Riwayat perkembangan komunikasi antarmanusia adalah sama dengan sejarah kehidupan manusia itu sendiri, ada empat titik penentu utama dalam sejarah komunikasi manusia, yaitu: ditemukan bahasa sebagai alat tercanggih manusia, berkembangnya seni tulisan dan kemampuan bicara manusia menggunakan bahasa, berkembangnya kemampuan reproduksi kata-kata tulis dengan menggunakan alat pencetak, dan lahirnya komunikasi elektronik, mulai dari telegraf, telepon, radio, hingga televisi.

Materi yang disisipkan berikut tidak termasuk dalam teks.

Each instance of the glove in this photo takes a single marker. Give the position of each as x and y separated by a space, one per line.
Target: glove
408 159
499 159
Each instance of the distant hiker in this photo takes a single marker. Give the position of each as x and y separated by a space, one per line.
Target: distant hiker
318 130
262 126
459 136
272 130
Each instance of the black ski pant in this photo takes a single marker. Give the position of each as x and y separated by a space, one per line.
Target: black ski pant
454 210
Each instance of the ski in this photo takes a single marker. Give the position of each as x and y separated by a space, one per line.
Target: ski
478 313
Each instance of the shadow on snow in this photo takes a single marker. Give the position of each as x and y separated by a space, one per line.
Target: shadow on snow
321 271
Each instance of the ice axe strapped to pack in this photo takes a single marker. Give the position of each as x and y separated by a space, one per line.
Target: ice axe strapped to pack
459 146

Perilaku manusia dan teknologi memiliki interaksi didalam lingkungan sosioteknologi, hubungan komunikasi masyarakat, dikenal empat era komunikasii, yaitu era tulis, era media cetak, era media telekomunikasi, era media komunikasi interaktif. Masyarakat percaya bahwa perkembangan teknologi media berkembang dimulai dari media tulis dan cetak, media tulis telah lama dikenal masyarakat dan menjadi pertanda permulaan peradaban sebuah bangsa.
Sementara itu, untuk menjabarkan perkembangan teknologi komunikasi Sayling Wen berusaha membagi media komunikasi menjadi tiga bagian yaitu: media komunikasi antar pribadi, media penyimpanan dan media tranmisi.
Sesuatu yang baru menyebabkan perubahan dalam masyarakat itu selalu berhubungan dengan difusi inovasi, dimana perubahan dipacu oleh penyebaran suatu pengetahuan yang baru. Ada empat unsur hal yang selalu ada dalam difusi inovasi, yaitu inovasi, saluran komunikasi, waktu, dan sistem sosial. Keempat unsur ini berlangsung dalam sistem yang simultan, dimana masing-masing sistem itu berhubungan satu dengan lainnya selama proses difusi inovasi itu berlangsung.


Daftar Pustaka

Kamus Besar Bahasa Indonesia
Nurudin. Pengantar Komunikasi Massa. Jakarta: Rajawali Pers, 2013.
Burhan Bugin, Sosiologi Komunikasi,  Jakarta: Kencana Prenada Media Group,2006.